Growing Up

By: Tammy

Rating: PG. Swearing. Slash.

Summary: Coach John Tortorella hates Vincent Lecavalier. Written for Chrissy on Vday.

AN: This is Bennie's Madonna Pedestal. The title is from a quote Brad Richards said about the team needing to grow up.


There are people in this world that you just don’t like, for no real apparent reason.

My friend, Clark, hated this one guy in college. We saw him everyday in the dining halls. Just seeing him would set Clark off: “I swear to mother fuckin’ God, John, I’d love to fight that guy.”

“Who?”

“Hell if I know his name. You know, that kid. With the hair. He pisses me off.”

Clark didn’t know the kid, didn’t know his name, but he was convinced that the kid was the kind of person that he’d probably hate. It was a riot, watching Clark get worked up during breakfast over a guy he didn’t even know, and had never talked to.

But then, years later, I found myself being rubbed the wrong way by a kid I hardly knew, hardly even watched on tv.

Straight up, I’ll tell you that I don’t like Vincent Lecavalier. I didn’t like him when I first met him, and I don’t particularly like him now, two years later. He was, simply put, a punk who’d let the hype go to his head. Here was this kid, this baby, who probably never had to work for anything in his life having everything handed to him on a silver platter.

Did Vinny know what it was like to work out every day, try harder, work harder than anyone else in every singly practice just to make the fourth line? No. Did Vinny know what it was like to love something so much but simply not have the ability to perform with the big boys? No. Did Vinny ever have any problems with the ladies? Ever been called the Fonz? No.

And then there’s that stupid way he chews on his mouth guard. I swear, he does it on purpose just to annoy me.

There were other, smaller things, that I probably never would have admitted at the time, but looking back now… No, actually, I’d still probably never admit out loud. I’m honest, sometimes brutally so, but there are some things that can only be said at night, in the corners of your mind. Not because they’re too embarrassing to admit, but because sometimes there are things that you just shouldn’t admit to yourself. They hurt a little too much. Things like how effortlessly he’d smile. Things like secret brushes of the hand. Things like old stories that ended in knowing laughs and smiles. Things like road roommates. Things that mostly ended with Brad. These were the things that rubbed me the wrong way.

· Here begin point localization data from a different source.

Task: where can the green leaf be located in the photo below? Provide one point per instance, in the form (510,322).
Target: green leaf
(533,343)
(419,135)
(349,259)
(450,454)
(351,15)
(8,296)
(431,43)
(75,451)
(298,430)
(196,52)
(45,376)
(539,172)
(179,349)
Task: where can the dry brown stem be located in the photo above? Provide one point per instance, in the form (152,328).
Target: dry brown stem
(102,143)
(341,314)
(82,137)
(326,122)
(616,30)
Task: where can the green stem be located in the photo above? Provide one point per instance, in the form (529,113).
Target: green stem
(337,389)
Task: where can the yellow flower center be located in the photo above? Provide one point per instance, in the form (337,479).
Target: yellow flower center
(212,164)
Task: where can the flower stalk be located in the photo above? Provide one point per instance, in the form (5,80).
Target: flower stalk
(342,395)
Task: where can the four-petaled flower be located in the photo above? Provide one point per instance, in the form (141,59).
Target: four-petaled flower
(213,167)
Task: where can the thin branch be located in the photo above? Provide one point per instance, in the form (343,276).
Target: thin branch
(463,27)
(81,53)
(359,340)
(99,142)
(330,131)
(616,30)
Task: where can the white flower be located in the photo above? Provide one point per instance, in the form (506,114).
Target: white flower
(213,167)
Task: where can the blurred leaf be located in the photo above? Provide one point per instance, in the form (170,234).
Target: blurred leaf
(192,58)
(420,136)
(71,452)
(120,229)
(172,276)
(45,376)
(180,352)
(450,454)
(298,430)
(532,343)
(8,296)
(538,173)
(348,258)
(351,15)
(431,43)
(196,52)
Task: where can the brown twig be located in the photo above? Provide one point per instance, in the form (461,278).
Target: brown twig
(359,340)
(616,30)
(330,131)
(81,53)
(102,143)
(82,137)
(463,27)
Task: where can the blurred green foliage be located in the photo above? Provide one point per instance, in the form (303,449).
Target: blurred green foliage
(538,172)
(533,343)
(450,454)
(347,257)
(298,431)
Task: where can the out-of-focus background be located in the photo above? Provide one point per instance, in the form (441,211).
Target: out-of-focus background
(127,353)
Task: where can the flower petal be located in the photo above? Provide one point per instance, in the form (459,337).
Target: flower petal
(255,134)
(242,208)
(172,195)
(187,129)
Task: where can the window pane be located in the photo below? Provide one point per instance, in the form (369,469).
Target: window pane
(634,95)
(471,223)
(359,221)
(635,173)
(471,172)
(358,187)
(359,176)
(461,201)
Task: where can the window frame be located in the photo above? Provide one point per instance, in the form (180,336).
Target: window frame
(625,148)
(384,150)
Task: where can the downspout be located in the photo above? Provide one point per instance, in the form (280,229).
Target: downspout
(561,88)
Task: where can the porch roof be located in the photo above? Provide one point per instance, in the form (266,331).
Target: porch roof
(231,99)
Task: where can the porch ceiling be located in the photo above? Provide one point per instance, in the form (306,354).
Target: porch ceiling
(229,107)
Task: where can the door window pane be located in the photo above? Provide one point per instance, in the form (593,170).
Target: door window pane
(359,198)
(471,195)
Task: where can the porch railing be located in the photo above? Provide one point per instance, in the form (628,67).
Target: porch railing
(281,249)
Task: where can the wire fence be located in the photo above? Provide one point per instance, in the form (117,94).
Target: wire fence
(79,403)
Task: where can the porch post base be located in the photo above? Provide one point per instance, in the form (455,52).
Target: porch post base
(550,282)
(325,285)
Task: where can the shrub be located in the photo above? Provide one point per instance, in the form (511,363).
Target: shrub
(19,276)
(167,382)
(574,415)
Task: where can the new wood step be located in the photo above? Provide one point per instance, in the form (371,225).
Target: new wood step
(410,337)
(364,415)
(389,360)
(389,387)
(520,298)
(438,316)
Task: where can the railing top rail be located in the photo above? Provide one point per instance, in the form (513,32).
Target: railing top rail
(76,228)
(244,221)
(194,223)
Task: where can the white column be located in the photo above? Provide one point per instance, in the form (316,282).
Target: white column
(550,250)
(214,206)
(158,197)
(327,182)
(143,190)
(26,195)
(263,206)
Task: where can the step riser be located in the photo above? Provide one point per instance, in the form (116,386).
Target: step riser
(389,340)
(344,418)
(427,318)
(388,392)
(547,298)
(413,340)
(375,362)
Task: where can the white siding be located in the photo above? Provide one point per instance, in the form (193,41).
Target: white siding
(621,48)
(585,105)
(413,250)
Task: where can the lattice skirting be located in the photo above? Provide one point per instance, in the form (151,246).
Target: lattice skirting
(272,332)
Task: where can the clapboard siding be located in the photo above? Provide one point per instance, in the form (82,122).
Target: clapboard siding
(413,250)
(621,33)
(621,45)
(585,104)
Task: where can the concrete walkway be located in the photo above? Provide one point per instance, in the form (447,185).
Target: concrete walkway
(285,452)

Things I envied. Things I’d never really had.

But then, there were plenty of hockey players who never played up to their potential, who played into the hype. There were plenty of hockey players with girlfriends and boyfriends of their own. I’m sure there are plenty of players who chew on their mouth guards too.

So maybe it’s all these things combined that make me dislike Vinny. Maybe it’s none of them. Maybe some of them are legitimate, and maybe there is no reason for me to not like him. Perhaps, I just don’t like him. Like my friend, Clark.

Now, I may not have liked him, but I didn’t expect him to not like me. Coaches aren’t always likeable characters, but I was candid, pragmatic, and respected by my players. They liked me.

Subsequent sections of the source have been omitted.